From press accounts in the Washington Post and elsewhere, it appears that a prisoner already in jail for attacking two women joggers in the same park where Chandra Levy was killed, in the same year she was killed, and close to the same time she was killed, will soon be charged in her murder. The new emerging conventional wisdom is that her lover, then-Congressman Gary Condit, had nothing to do with her murder.
The allegations and insinuations of Condit's involvement in the murder--from the National Enquirer to the mainstream media--rested essentially on Condit's reluctance to detail his sexual history with Levy and other women despite a marriage of long standing. Condit clearly had things he wanted to hide or obscure, and therefore he was unable to clear himself in the media-driven court of public opinion.
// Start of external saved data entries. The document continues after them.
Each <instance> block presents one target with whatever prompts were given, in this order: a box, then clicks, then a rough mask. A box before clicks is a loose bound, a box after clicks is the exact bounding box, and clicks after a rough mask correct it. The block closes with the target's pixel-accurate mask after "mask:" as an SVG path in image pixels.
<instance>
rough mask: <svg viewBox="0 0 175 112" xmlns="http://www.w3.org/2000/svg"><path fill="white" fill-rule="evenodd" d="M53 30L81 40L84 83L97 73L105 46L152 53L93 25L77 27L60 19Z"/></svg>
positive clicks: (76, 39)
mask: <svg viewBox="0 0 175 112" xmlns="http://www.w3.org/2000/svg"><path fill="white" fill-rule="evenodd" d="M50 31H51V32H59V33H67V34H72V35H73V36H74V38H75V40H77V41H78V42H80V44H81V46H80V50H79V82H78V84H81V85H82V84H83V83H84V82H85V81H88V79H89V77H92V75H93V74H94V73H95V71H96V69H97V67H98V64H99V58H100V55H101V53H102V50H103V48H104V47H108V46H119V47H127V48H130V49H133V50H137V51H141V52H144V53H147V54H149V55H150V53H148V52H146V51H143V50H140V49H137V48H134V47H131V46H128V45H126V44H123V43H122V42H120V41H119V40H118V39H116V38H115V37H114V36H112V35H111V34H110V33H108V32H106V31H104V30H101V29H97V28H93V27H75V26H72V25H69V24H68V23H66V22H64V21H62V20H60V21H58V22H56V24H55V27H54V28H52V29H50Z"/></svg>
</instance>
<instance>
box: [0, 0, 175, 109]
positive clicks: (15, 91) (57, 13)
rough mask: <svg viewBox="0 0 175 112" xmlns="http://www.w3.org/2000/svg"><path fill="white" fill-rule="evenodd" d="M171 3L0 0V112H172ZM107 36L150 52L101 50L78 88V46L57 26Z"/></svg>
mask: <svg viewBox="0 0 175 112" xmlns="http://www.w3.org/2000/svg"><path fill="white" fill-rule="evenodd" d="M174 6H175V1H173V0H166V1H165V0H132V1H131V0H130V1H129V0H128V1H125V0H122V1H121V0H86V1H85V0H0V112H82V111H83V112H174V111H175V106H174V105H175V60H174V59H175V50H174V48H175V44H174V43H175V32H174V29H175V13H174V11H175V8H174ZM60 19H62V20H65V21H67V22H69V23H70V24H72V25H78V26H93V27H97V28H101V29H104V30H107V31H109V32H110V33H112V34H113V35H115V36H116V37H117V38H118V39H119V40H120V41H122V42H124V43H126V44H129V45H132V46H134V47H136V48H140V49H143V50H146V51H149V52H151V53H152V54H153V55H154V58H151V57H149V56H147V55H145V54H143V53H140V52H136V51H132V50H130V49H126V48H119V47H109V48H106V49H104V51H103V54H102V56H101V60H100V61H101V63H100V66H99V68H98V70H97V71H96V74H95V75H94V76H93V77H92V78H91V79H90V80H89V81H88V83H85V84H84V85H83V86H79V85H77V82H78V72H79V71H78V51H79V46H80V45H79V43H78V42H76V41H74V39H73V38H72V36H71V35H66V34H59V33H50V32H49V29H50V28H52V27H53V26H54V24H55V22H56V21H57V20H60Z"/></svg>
But it was more than Condit's evasiveness that did him in. The fact is that the narrative asserting that he was the likely killer served powerful interests in Washington and California.
After George Bush had achieved the Presidency, in essence, by a 5 to 4 vote of the 7 to 2 Republican-dominated U.S. Supreme Court, Republican Party legitimacy was low in many circles. A widespread belief that Congressional Democrats had a murderer in their ranks certainly provided a counterweight delegitimizing Democrats.
The focus on Condit's sex life, like the focus on President Clinton's sex life, also served to promote the right-wing populism of "Washington politicians are no better than anyone else. How dare they pass laws taxing us and telling us what to do!"
The similarity of age, occupation, education, social class and religion of Chandra Levy with Monica Lewinsky served to also as a reminder of the Clinton's sex scandals. It had the added bonus of portraying Washington Democrats as a corrupter of American youth. The fact that Condit had attacked Clinton for his behavior with Lewinksy added the exposure of hypocrisy to the justifications for the dominant narrative.
Finally, Condit's status as a conservative Democrat who often voted with the Republicans undercut any hopes he may have had of rallying Democrats behind him. California state legislators greased the skids for him by giving him a substantially different Congressional district, and doomed California Democratic Governor Gray Davis publicly attacked him. Washington Democrats, too, often seemed to feel that the legal and media troubles could not be happening to a nicer guy.
The reporter who comes out of this looking the best is Dan Rather, who steadily refused to air the Condit story on CBS because he felt the accusations were unsubstantiated. For this act of heresy, he was often pilloried by right-wing extremists who of course had many other grievances against him as well.
There is clearly a market for political scandals focusing on personal moral and ethical failures that exceeds the number of such publicly revealed scandals. So there are all too few with Rather's guts to just say no to a juicy offering.
The Conditmania of the national press was going strong until 9/11. After 9/11, Gary Condit was superfluous to the national debate. George W. Bush's legitimacy skyrocketed, and sex scandals took a back seat to the "let's unite and rally around the President" narrative. Condit made a limited comeback of sorts, carrying the old part of his Congressional district narrowly, and losing the Democratic primary in the new part.
Condit is said to be writing a book on the episode. If it is published, it will probably enjoy respectable sales. Free of criminal taint, Condit may return to Washington as a lobbyist, consultant, or pundit. It is even possible that he, or, more likely, one of his sons could get elected to something in California.
The more fundamental question is how this incident will influence the news media, if at all. America desperately needs a media that focuses on what government actually does to affect the lives of our citizens, and the endless search for scandal in a world of limited political attention is a counternarrative, a junk food narrarative, that tends to drive out real focus on what government does and fails to do.
Whether or not the Condit case actually affects media coverage in the future, it certainly will force an internal debate among television talking heads, bloggers, editors, reporters, and journalism professors. Long after most of his Congressional peers have been forgotten, Condit will remain a person that many Americans have heard of and have opinions about.